Using clean hands or a wooden spoon (I prefer to get in there and use my hands!) mix until ingredients are combined, but be careful not to over mix.
Roll the ground turkey mixture into (24) 1-inch meatballs. You can use a small (1 tablespoon) scoop to easily portion the meatball mixture.
Brown the meatballs: Add olive oil to a large skillet or deep Dutch oven and heat over medium high heat. Working in batches, brown the meatballs, about 1 to 2 minutes per side (it takes me usually about 2-3 batches to brown all of the meatballs.)
1 tablespoon olive oil
Transfer your browned meatballs to you slow cooker as you finish each batch. The meatballs will not be (and should not be) cooked all the way through after searing them in the pan.
Add buffalo wing sauce to slow cooker and gently toss with meatballs to combine.
3/4 cup buffalo wing sauce
Cover slow cooker and cook on low for 2 to 3 hours. (The meatballs should be cooked through after 2 hours but can stay in the slow cooker on low for up to 3 hours.) After three hours, change slow cooker setting to warm so meatballs don’t overcook.

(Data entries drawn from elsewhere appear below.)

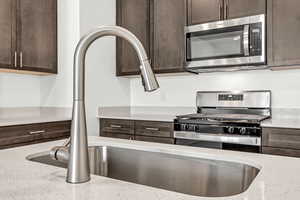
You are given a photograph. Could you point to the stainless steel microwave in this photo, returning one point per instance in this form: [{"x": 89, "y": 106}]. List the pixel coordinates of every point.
[{"x": 226, "y": 45}]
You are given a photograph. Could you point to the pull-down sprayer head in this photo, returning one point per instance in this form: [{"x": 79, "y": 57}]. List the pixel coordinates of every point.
[
  {"x": 78, "y": 167},
  {"x": 148, "y": 78}
]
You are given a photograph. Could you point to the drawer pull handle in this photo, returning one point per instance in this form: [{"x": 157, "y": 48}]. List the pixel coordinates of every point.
[
  {"x": 152, "y": 129},
  {"x": 115, "y": 126},
  {"x": 36, "y": 132}
]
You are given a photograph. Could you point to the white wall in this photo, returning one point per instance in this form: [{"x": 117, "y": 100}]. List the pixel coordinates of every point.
[
  {"x": 19, "y": 90},
  {"x": 181, "y": 90},
  {"x": 103, "y": 88}
]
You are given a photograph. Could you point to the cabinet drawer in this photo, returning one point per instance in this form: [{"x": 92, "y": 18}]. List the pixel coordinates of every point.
[
  {"x": 157, "y": 129},
  {"x": 281, "y": 152},
  {"x": 116, "y": 135},
  {"x": 117, "y": 126},
  {"x": 11, "y": 135},
  {"x": 155, "y": 139},
  {"x": 281, "y": 138}
]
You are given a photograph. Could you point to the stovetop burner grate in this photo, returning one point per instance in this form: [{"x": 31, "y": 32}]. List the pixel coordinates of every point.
[{"x": 225, "y": 117}]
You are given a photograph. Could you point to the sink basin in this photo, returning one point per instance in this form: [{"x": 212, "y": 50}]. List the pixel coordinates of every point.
[{"x": 188, "y": 175}]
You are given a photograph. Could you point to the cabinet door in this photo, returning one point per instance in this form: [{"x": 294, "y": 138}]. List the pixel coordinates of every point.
[
  {"x": 202, "y": 11},
  {"x": 169, "y": 20},
  {"x": 37, "y": 35},
  {"x": 283, "y": 32},
  {"x": 7, "y": 33},
  {"x": 243, "y": 8},
  {"x": 155, "y": 139},
  {"x": 133, "y": 15}
]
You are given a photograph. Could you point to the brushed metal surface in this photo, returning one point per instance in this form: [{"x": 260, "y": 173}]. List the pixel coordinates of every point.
[
  {"x": 188, "y": 175},
  {"x": 251, "y": 99},
  {"x": 229, "y": 64},
  {"x": 78, "y": 167}
]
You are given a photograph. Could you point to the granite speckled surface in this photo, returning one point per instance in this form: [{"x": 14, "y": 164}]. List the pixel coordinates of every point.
[
  {"x": 20, "y": 179},
  {"x": 29, "y": 115},
  {"x": 166, "y": 114}
]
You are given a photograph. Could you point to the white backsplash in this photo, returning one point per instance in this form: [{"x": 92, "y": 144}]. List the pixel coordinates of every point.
[{"x": 181, "y": 90}]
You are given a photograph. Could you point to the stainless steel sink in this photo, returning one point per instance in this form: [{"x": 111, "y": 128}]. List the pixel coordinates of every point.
[{"x": 188, "y": 175}]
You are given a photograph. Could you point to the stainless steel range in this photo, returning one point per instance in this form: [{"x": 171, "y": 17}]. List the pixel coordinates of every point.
[{"x": 225, "y": 120}]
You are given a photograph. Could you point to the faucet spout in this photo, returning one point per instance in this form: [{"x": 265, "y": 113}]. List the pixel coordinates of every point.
[{"x": 78, "y": 166}]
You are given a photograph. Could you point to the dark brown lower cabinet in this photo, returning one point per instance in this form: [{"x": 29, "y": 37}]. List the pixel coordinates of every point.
[
  {"x": 117, "y": 135},
  {"x": 20, "y": 135},
  {"x": 281, "y": 141},
  {"x": 148, "y": 131},
  {"x": 155, "y": 139}
]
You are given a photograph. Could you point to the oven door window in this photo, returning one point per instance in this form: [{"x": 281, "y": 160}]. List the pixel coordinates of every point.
[{"x": 223, "y": 43}]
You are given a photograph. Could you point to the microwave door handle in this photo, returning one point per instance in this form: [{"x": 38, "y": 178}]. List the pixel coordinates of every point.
[{"x": 246, "y": 40}]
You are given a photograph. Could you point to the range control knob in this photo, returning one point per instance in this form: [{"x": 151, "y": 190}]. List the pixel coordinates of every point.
[
  {"x": 231, "y": 130},
  {"x": 243, "y": 131}
]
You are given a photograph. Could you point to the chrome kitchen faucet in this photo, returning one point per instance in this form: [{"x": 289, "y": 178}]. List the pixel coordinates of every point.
[{"x": 76, "y": 150}]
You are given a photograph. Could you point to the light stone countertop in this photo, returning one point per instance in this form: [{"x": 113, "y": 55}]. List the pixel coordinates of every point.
[
  {"x": 20, "y": 179},
  {"x": 165, "y": 114},
  {"x": 283, "y": 118},
  {"x": 31, "y": 115}
]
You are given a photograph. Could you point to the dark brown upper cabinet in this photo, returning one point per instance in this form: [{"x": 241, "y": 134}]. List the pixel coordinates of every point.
[
  {"x": 169, "y": 20},
  {"x": 28, "y": 36},
  {"x": 203, "y": 11},
  {"x": 133, "y": 15},
  {"x": 159, "y": 24},
  {"x": 283, "y": 33},
  {"x": 37, "y": 42},
  {"x": 7, "y": 33},
  {"x": 243, "y": 8}
]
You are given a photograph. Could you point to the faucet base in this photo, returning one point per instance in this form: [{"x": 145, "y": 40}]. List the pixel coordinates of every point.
[{"x": 78, "y": 167}]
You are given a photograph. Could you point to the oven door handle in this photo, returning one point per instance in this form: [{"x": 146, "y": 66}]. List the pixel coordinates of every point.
[
  {"x": 246, "y": 42},
  {"x": 222, "y": 138}
]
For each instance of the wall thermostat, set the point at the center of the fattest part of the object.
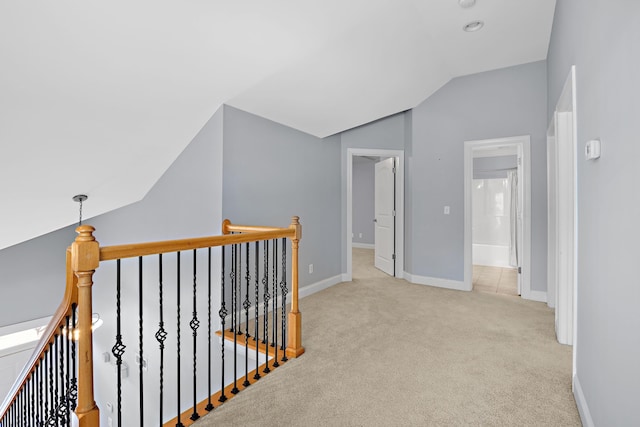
(592, 149)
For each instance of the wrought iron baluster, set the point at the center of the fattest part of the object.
(54, 359)
(223, 316)
(209, 406)
(266, 297)
(178, 423)
(161, 335)
(246, 305)
(67, 377)
(52, 410)
(74, 380)
(140, 342)
(194, 324)
(118, 347)
(62, 406)
(274, 342)
(256, 337)
(39, 418)
(284, 291)
(32, 419)
(234, 315)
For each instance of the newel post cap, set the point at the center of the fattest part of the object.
(85, 250)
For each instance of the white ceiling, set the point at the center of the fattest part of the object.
(100, 97)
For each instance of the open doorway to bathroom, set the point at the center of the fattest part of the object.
(496, 202)
(497, 216)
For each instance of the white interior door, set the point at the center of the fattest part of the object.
(384, 198)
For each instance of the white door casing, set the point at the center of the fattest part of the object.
(562, 261)
(384, 216)
(523, 146)
(399, 193)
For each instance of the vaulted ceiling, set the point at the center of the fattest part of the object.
(100, 97)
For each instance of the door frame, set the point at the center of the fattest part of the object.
(399, 196)
(523, 145)
(562, 138)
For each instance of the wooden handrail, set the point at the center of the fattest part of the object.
(84, 257)
(53, 329)
(153, 248)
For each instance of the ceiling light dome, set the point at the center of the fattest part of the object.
(473, 26)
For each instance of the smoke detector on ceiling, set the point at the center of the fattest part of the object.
(473, 26)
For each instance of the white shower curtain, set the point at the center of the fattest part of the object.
(512, 180)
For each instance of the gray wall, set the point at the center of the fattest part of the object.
(601, 38)
(502, 103)
(493, 167)
(363, 200)
(272, 172)
(385, 134)
(166, 212)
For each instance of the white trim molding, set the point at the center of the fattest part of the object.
(311, 289)
(523, 144)
(363, 245)
(581, 403)
(399, 231)
(539, 296)
(436, 282)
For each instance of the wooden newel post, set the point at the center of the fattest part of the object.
(294, 332)
(85, 258)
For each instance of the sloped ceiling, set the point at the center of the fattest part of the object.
(99, 97)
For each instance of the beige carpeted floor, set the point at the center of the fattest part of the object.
(383, 352)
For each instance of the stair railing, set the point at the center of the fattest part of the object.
(58, 380)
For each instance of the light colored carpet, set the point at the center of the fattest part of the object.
(383, 352)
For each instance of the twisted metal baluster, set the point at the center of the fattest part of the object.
(39, 417)
(118, 347)
(256, 376)
(62, 406)
(274, 342)
(246, 305)
(234, 315)
(178, 423)
(194, 324)
(266, 297)
(223, 316)
(67, 378)
(283, 287)
(161, 334)
(31, 393)
(209, 406)
(140, 340)
(52, 410)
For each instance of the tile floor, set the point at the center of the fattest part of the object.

Serve with blue cheese or ranch dressing drizzled over top or on the side for dipping and garnish with a dash of chopped green onions, if desired.
blue cheese and ranch dressing, green onions
Notes
You can easily make these meatballs gluten free by substituting gluten free breadcrumbs for the Panko breadcrumbs in equal amounts, or by omitting the breadcrumbs all together and adding an additional egg as a binding agent.